We have just been working on a new ACE funded show that has Shadow Theatre at it’s core. We have been lucky to learn from shadow theatre experts Haviel Perdana and Anna Ingleby from Indigo Moon about this completely new skill for Circo Rum Ba Ba and have combined it with physical comedy. It has been humbling and exciting to learn how to manipulate shadow puppets and how to achieve theatre with torches, shapes and sound as well as with our bodies. We have just started touring the show, Shadow Shop.


Where do you think the sector will be in 4 or 5 years?

I think there will be a certain aspect of ‘survival of the fittest’ to get through the next few years…. or maybe I’ve always felt that. I think the pandemic has given us a hugely unifying opportunity whereby we have spoken to each other regularly and to funding bodies in a more egalitarian way. Large companies and solo performers have had voices within the shifting debate. The outdoor sector feels better valued and has reached a higher status where it may have previously felt like a poor relation to the other arts genres. I think we have to create in a responsive way and not forget our platform for activism and that as usual we must be maverick shape shifters.

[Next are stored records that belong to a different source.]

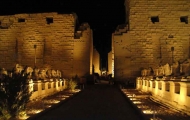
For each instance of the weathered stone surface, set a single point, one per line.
(46, 38)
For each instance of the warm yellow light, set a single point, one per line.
(137, 102)
(148, 111)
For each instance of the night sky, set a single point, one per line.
(103, 16)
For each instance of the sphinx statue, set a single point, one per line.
(29, 71)
(49, 73)
(167, 69)
(42, 74)
(160, 71)
(18, 68)
(144, 72)
(59, 74)
(176, 69)
(54, 73)
(35, 74)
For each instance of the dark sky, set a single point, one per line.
(102, 15)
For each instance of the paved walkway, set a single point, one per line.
(95, 102)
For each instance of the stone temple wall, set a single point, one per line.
(156, 32)
(45, 39)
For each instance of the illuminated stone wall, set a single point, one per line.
(174, 93)
(58, 42)
(111, 58)
(153, 28)
(96, 61)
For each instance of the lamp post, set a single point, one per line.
(35, 46)
(172, 49)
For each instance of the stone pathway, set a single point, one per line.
(95, 102)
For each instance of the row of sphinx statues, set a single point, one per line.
(33, 73)
(176, 69)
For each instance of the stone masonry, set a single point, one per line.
(156, 32)
(46, 39)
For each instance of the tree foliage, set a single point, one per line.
(14, 94)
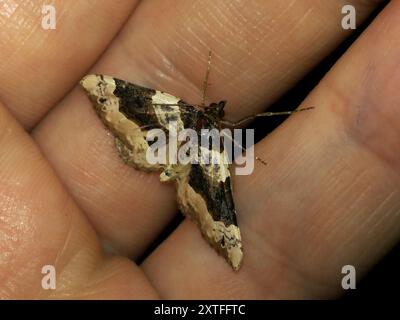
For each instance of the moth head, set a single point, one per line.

What do you see as the biggest challenges and how do you plan to meet them?

The biggest challenges will be funding and health and safety restrictions. There are more and more applications to an uncertain pot. I think collaboration is an exciting way forward and presents a stronger and more unified front. As far as Health and Safety Restrictions are concerned, bodies such as Outdoor Arts Uk and NASA have done some great work and we need to stick together and be inventive within ny restrictions that surface.


Who inspires you in your work?

I am inspired by Hieronymus Bosch, Jack Tatti, Paula Rego, Victoria Chaplin, James Thierée, John Baptist Thierée, Dawn French, Eric Morecambe, Shappi Khorsandi, Walk the Plank, NutKhut… actually there are too many to mention!


How do you follow what’s happening in the Outdoor Arts and cultural sectors – what blogs, tweeters, websites, organisations do you recommend?

The Outdoor Arts UK roundup is brilliant and constant chatting in hundreds of dressing rooms at gigs.


What’s a favourite book/film/concert that you’ve encountered in the past 2 years?

Book…The Mermaid of Black Conch by Monique Roffey. Film…Rocks. Cultural Experience…Out There Festival two weeks ago.


What non-Outdoor Arts cultural experience has made a great impression on you?

James Thiérée’s Aurevoir Parapluie and Chair…genius, brilliant, breath taking. impossible ever to forget.


Who would you have at your dream fantasy picnic?

Frida Khalo, Lyse Doucet, Nomzamo Mbatha, Daisy May Cooper and Ai Wei Wei.


Any final top tips for Outdoor Arts practitioners?

We are amazing, the most flexible and adaptable artists and practitioners there are. Keep an open mind and keep learning and let’s stay strong as a group and not just out there doing separate gigs.